Matthew Snyder is also, by any honest reading of the record, a product and a casualty of the system he is about to be prosecuted by.
He was homeless. The state of New Hampshire does not have enough shelter beds for its unsheltered, and did not have one for him. He was on probation from a prior drug offense, which means the state’s own supervisory apparatus had a regular, documented, structural relationship with him — and used it to do nothing upstream. He was living in a tent on state-owned rail land because the state permitted the tent to be there. He was living next to a methadone clinic whose funding, like every community behavioral health line item in New Hampshire, has been under sustained pressure for years.
Ten months before this arrest, Matthew Snyder was the victim of an armed robbery and shooting inside that tent, under the Water Street bridge. He nearly died. The state’s answer to that near-fatal event was to allow him to remain unhoused for ten more months, during which he relocated twice, first to the woods behind the methadone clinic, then to the encampment behind the 7-Eleven where he was eventually arrested. No housing intervention. No treatment intervention. No probation-officer-triggered re-entry plan. Nothing.

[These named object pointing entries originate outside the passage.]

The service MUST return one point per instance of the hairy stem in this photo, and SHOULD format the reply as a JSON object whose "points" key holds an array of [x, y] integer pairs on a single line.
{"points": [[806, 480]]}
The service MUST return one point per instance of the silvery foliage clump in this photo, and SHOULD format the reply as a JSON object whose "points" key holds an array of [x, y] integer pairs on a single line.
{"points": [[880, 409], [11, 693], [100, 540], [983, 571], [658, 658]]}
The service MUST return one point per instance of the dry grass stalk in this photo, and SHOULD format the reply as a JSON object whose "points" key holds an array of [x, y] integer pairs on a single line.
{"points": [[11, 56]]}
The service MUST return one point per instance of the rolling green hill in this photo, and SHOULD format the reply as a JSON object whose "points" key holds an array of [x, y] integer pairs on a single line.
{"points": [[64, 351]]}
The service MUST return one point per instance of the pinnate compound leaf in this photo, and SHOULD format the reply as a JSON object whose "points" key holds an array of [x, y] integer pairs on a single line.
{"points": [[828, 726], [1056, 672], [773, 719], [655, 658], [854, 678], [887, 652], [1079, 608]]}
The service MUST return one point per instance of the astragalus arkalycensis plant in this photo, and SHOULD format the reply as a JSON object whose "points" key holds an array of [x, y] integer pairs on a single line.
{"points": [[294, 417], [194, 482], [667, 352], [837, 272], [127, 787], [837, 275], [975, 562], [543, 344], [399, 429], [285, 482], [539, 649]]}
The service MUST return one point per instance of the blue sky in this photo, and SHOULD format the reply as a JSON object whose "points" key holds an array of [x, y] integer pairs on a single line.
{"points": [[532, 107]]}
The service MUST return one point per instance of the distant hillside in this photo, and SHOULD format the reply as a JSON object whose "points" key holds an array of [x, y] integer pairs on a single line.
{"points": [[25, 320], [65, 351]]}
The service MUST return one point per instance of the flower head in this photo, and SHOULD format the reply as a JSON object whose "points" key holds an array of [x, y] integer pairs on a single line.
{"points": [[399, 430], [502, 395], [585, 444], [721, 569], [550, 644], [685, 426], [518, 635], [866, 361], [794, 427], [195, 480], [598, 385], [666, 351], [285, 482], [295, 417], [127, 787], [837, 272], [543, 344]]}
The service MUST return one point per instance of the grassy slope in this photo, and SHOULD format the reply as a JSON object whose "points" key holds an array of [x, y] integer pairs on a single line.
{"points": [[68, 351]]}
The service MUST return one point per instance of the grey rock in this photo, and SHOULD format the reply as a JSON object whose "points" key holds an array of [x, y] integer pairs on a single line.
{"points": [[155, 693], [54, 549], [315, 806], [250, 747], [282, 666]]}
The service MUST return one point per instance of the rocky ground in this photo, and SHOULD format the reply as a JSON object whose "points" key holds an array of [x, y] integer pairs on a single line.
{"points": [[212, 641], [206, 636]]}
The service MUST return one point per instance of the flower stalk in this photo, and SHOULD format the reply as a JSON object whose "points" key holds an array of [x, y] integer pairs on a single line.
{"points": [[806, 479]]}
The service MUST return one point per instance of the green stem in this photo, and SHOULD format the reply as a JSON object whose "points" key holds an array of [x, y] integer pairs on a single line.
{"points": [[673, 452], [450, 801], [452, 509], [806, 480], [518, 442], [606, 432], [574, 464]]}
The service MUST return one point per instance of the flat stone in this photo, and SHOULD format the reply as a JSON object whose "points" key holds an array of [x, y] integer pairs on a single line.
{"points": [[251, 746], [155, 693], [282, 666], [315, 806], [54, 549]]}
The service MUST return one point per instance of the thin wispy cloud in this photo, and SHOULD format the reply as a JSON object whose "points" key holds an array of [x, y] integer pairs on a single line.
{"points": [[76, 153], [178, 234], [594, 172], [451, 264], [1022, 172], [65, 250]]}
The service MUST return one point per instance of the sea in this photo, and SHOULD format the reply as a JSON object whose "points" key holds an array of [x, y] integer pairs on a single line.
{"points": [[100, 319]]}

If your probation officer, your housing policy, your shelter system, your methadone clinic, your community mental health center, your emergency department, and your state police all see you — together, for months, in the same tent — and the only agency that moves on you is the one with the warrant, you were not only a perpetrator. You were also the product. You were the predictable, statistically expected, fully foreseeable output of a system designed, funded, and run to produce exactly you.
Snyder made his own choices. He also lived inside a set of conditions the state of New Hampshire had curated for him and for several hundred people like him. Both of those sentences are true. The first does not cancel the second. A justice system that understands only the first and ignores the second is not a justice system. It is a sorting mechanism.
That is the context the Concord Police Department’s press release did not provide, and it is the context this column exists to supply.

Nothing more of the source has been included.